重村智計(早稲田大学名誉教授)

2007年2月11日、北京空港に到着した金正男氏とみられる男性(共同)
 北朝鮮の故金正日総書記の長男、金正男の動向は、毎日弟の金正恩委員長の手元に届けられていた。金正男は、北京やマカオ、香港、シンガポール、マレーシアによく出没した。必ず中国機関のボディーガードが守っていた。北京やマカオは安全だった。シンガポールも、厳しい警察国家で北朝鮮の工作員は、必ずマークされた。

 シンガポールでは、私のゼミの学生の父親が借りた高級マンションの隣に住んでいた。若い女性と一緒にいる姿が、よくエレベーターで目撃された。1カ所に長くは住まず、3カ月か半年おきに部屋を変えていた。暗殺の危険は、本人も承知していたのだ。欧州でも、フランスやオーストリアで、暗殺の危機に直面した事もあった。

 中国政府とシンガポール政府は、北朝鮮の大使に「我が国では不祥事を起こしてはならない」と警告していた。怪しい工作員が頻繁にうろついていたからだ。大きな影響力はないのだから、殺す必要はなかった。

 それなのに金正男は2月13日、マレーシアの空港で暗殺された。マレーシア警察によると、二人の女性工作員が毒ガスで殺害したという。毒針は間違いだった。韓国の報道は信用できない。
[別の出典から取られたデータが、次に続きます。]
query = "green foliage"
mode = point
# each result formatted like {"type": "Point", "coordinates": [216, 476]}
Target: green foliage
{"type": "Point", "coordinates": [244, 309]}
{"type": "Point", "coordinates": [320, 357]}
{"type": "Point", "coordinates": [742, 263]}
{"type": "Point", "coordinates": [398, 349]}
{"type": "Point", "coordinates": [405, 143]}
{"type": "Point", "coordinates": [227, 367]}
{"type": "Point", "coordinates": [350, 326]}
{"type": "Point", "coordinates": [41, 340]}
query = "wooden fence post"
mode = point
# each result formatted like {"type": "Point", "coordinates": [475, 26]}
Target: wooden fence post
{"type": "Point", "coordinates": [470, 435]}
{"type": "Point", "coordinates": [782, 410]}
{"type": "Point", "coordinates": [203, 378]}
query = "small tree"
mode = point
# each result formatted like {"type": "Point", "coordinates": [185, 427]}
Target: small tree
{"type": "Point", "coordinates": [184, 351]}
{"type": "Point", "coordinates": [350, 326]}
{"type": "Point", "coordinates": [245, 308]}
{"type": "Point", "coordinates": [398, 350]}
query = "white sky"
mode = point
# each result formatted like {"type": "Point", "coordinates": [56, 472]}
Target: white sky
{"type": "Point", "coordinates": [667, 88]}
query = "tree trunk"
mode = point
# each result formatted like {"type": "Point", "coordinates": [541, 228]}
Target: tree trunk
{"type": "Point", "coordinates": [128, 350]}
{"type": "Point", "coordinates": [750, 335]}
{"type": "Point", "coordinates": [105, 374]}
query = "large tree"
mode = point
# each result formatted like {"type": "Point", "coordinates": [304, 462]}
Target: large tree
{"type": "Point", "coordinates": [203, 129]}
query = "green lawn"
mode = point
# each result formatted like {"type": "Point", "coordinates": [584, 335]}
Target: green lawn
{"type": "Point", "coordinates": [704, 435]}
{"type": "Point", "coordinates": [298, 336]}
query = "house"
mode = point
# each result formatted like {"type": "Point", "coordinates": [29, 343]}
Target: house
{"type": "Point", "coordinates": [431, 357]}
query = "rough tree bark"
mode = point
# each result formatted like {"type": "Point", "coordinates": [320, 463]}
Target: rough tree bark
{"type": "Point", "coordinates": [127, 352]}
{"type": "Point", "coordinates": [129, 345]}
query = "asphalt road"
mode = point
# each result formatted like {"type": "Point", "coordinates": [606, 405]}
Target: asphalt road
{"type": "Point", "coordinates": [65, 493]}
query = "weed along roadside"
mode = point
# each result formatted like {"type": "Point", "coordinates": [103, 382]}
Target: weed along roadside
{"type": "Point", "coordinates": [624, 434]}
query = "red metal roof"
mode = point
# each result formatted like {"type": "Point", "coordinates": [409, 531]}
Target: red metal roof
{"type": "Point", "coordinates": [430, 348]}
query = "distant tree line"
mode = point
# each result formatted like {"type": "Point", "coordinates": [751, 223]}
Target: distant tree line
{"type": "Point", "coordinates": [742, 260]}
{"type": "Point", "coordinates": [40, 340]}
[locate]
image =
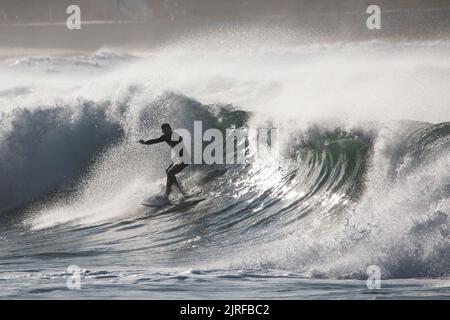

金正恩委員長の指示が無ければ、北朝鮮の工作員は暗殺を実行できない。

 金正男は、なぜこの時期に殺害されたのか。中国に伝えられた情報では、きっかけは昨年7月の駐英北朝鮮公使の、家族全員での韓国亡命だった。北朝鮮外交官は、家族のうち少なくとも一人は、人質として平壌に留め置かれる。ところが、駐英公使は「人質」の子供二人を、平壌からロンドンに出国させた。

 「人質の出国」は、金元弘・国家保衛相の許可無しには不可能だ。数千万円の賄賂を手渡した。ロンドンの北朝鮮大使館にも、外交官を監視する秘密警察高官がいる。彼にも千万円単位の賄賂が手渡された。こうして秘密警察の警戒を解いた。資金の一部は、韓国の情報機関から提供されたと、金正恩に報告された。

 海外の秘密警察要員に帰国命令が出されたが、半数が帰国せず逃亡した。帰国すれば、処刑される。逃げるしか無い。さらに驚愕すべき報告が届いた。海外に派遣の秘密警察要員が、韓国情報機関と接触し資金を手渡されていた。金正男と韓国情報機関の接触情報も届けられた。

 これは、真実かニセ情報かは定かではない。指導者の信頼を失った秘密警察が、指導者に取り入るために報告したのかもしれない。この報告が金正男暗殺への、引き金になったという。

 新聞記者や朝鮮問題の専門家には、「金正恩体制は安定して強固だ」と断定する人が少なからずいる。それが間違いである事実が、今回の暗殺で確認された。安定していれば、暗殺の必要は無い。

 金正男暗殺では、いつもテレビに登場する在日のコメンテーターが姿を消した。北朝鮮に遠慮して「金正恩委員長の指示だ」と言えないのだろう、とのウワサが飛び交っている。